# Motion of two gravitational bodies?

I'm doing a basic realtime simulation of two bodies, but the orbits are unstable for some reason.

This code is run at every timestep:

rsq = (a.x - b.x)*(a.x - b.x) + (a.y - b.y)*(a.y - b.y)

a.vx = a.vx - (a.x - b.x) * g * b.m * (1/rsq) * dt
a.vy = a.vy - (a.y - b.y) * g * b.m * (1/rsq) * dt

b.vx = b.vx - (b.x - a.x) * g * a.m * (1/rsq) * dt
b.vy = b.vy - (b.y - a.y) * g * a.m * (1/rsq) * dt

a.x = a.x + a.vx * dt
a.y = a.y + a.vy * dt

b.x = b.x + b.vx * dt
b.y = b.y + b.vy * dt


Where m is mass, x&y are position, vx&vy are velocity, g is the gravitational constant, and dt is the elapsed time.

My bodies orbit eachother but the orbit is unstable and acts as though R is to an exponent other than 2.

Have I missed something in my understanding of this problem or somewhere in my code?
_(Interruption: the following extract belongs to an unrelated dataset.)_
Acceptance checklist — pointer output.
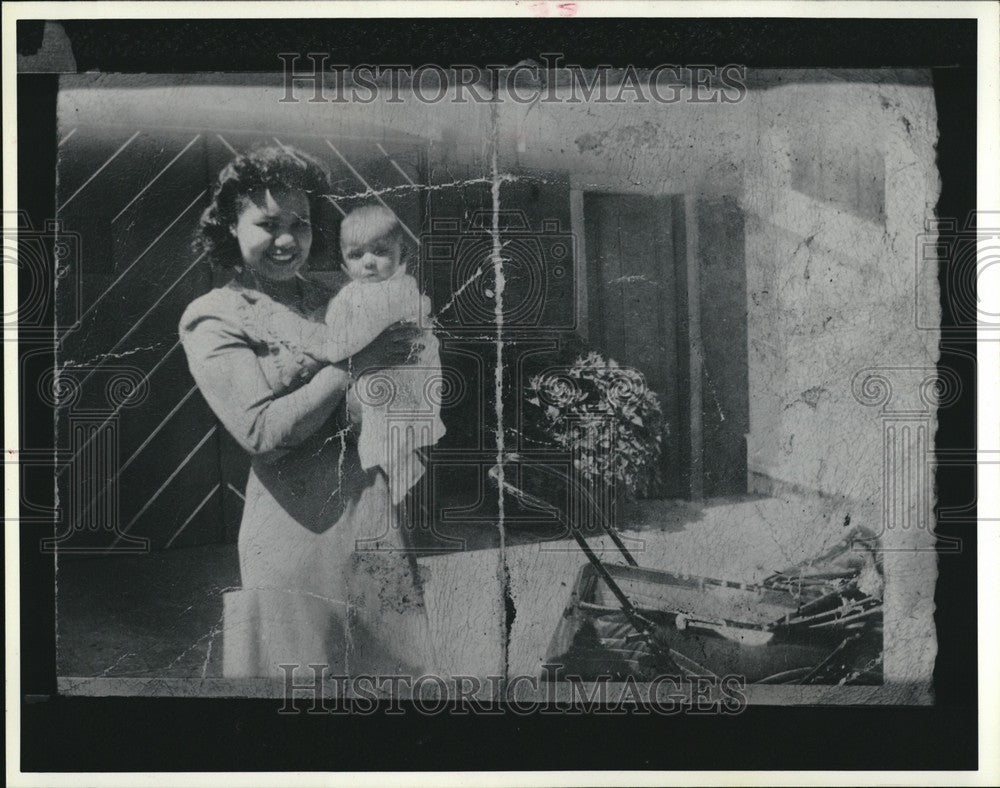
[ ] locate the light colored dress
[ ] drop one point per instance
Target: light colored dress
(327, 578)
• your acceleration is wrong. Do a unit analysis and you'll get $m^2/s^2$. Essentially, you want the component of acceleration along the x or y direction. Try replacing 1/rsq with (1/rsq)^(3/2)
– Jim
Apr 1, 2014 at 21:18
• Thank you, that seems to have been the problem with my maths. However, my orbit still changes over time, is my timestep too long? Apr 1, 2014 at 21:33
• The other issue is the algorithm is only first order accurate. Do a half-move before and after the accelerate to get to second order.
– webb
Apr 1, 2014 at 21:47
• Would Computational Science be a better home for this question? Apr 1, 2014 at 21:55

## 2 Answers

I'm not sure if it would necessarilly lead to such an instability, as Joce says for a first order method you'll need a really small time step to maintain any accuracy, but at the moment your acceleration is very wrong.
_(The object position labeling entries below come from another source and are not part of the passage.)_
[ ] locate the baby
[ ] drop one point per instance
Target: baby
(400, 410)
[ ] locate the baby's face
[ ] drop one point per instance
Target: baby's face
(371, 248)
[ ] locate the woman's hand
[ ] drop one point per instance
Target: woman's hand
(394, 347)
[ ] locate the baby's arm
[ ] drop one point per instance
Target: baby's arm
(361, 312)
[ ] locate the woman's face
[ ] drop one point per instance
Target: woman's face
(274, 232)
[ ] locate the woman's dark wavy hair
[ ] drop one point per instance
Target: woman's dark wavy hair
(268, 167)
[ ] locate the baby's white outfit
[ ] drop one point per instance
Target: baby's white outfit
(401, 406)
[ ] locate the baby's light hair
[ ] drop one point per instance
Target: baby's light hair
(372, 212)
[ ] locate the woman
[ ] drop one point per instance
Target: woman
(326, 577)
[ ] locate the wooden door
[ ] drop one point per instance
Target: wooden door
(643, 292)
What you effectively have here is ${\bf a} = - \frac{GM}{r^2} {\bf r}$ when you want ${\bf a} = - \frac{GM}{r^2} {\bf \hat{r}}$

(or ${\bf a} = - \frac{GM}{r^3} {\bf r}$ might be easier for you here)

The time discretisation you have chosen is an explicit Euler scheme. In order for it to be stable, you need the time step to be low enough, see e.g. wikipedia.

You could use an implicit method, or increase the order of the method, but in any case there will always be a numerical drift in the orbits, proportional to the numerical accuracy. This can be considered an issue in systems without damping like yours, as it does not enforce the energy conservation principle from which the equations you discretise are derived.

In order to get rid of that drift, you need to use a method that uses the energy of the system as a primary variable, thus the numerical error will be on other quantities (e.g. the period) but the energy will be conserved up to machine accuracy.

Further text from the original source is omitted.